Thursday, November 21, 2013


Objective:

 Audit and record all activities taking place on a Hadoop cluster including Hive SQL as soon as possible

Problem:

A Hadoop cluster essentially has mapreduce jobs which perform all the tasks consuming resources on the cluster. A job can be written in java, in which case the logic is inside class or jar files and as such hidden. Same thing applies to a streaming hadoop job as well.

However, in case of hive, the SQL query can reveal detailed information about the data components accessed such as tables and columns. As such, the query can shed light on any PII (Personally identifiable information) accessed by the user.

It is desirable to capture such information and preferable as soon as the access has taken place. Performing such collection by culling logs at a fixed time is not only viable but also stale. The logs may be cleaned up and any violation reported late may not be beneficial. Hence, timely capture and reporting of such information is of paramount importance.

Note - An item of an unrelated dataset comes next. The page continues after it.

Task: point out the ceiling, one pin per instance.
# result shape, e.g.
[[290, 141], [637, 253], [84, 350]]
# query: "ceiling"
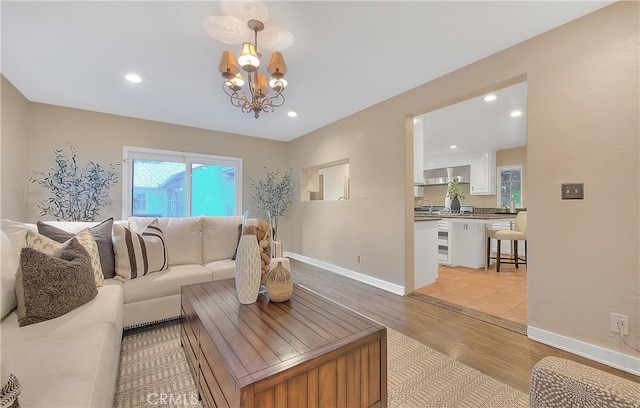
[[475, 126], [346, 55]]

Consequently, such metric collection cannot be done effectively in a periodic fashion. Ideally, it should be collected as soon as the job is completed. Additionally, rather than polling this information, the job itself should ideally relay this data to a collector framework.

Approach:


  1. Configure Hadoop to send job completion notifications by adding "mapreduce.job.end-notification.url" property in the mapred-site.xml configuration file. This property can be set to any URL hosted as REST or in a servlet. Additionally, Hadoop can pass two parameters - jobid and job status in the URL. This provides additional job specific information to the servlet for further processing.
  1. Above notification URL can be hosted in a servlet container such as Tomcat as a servlet. This servlet will perform authentication against Hadoop using UserGroupInformation class via Kerberos as needed
  1. This servlet will extract job specific information including the job XML URL. This URL will be on the jobtracker in the form of
  1.  The servlet will also retrieve job completion metrics such as number of mappers, time taken to complete etc. from hadoop.
  2. Additionally, the servlet will retrieve the Hive SQL query when applicable from the job XML file.
  1. All these metrics will be persisted in a relational database for future reporting.

Details:

Some of the main pieces of the puzzle can be coded as follows,
  • Authentication - Kerberized Hadoop makes it just a bit more complex the task of authenticating a user. However not much, since the UserGroupInformation package has most of the logic with wrappers for JAAS mechanism already packed in. A user can authenticate against Hadoop as
Using a keytab file -
UserGroupInformation.loginUserFromKeytab(user, keytab_file_path);
The keytab file can be generated from the kerberos password as,
ktutil> addent -password -p <principal> -k 1 -e <encryption type>
The encryption type needs to match what /etc/krb5.conf file supports - for e.g. aes128-cts
ktutil> wkt <keytab file>
ktutil> quit
This generates the keytab file, which may be used to perform the authentication
  • SQL - The SQL can be derived as follows,
    1. First construct a jobtracker HTTP URL based on the configuration object - conf.get("mapred.job.tracker.http.address")
    2. From this host, construct the URL - "http://"+< jobTrackerURI >+"/jobconf.jsp?jobid="+<jobIdString> This will allow us to get the job configuration data from job tracker in a very seamless manner, whether the job is completed, retired or running.
    3. Get the XML configuration file from the above URL and look for the property "hive.query.string". This should contain the full SQL query

Benefits:

Once the hive SQL and the user ID for the request are received, appropriate accounting can be performed, sending alerts as needed in almost real time.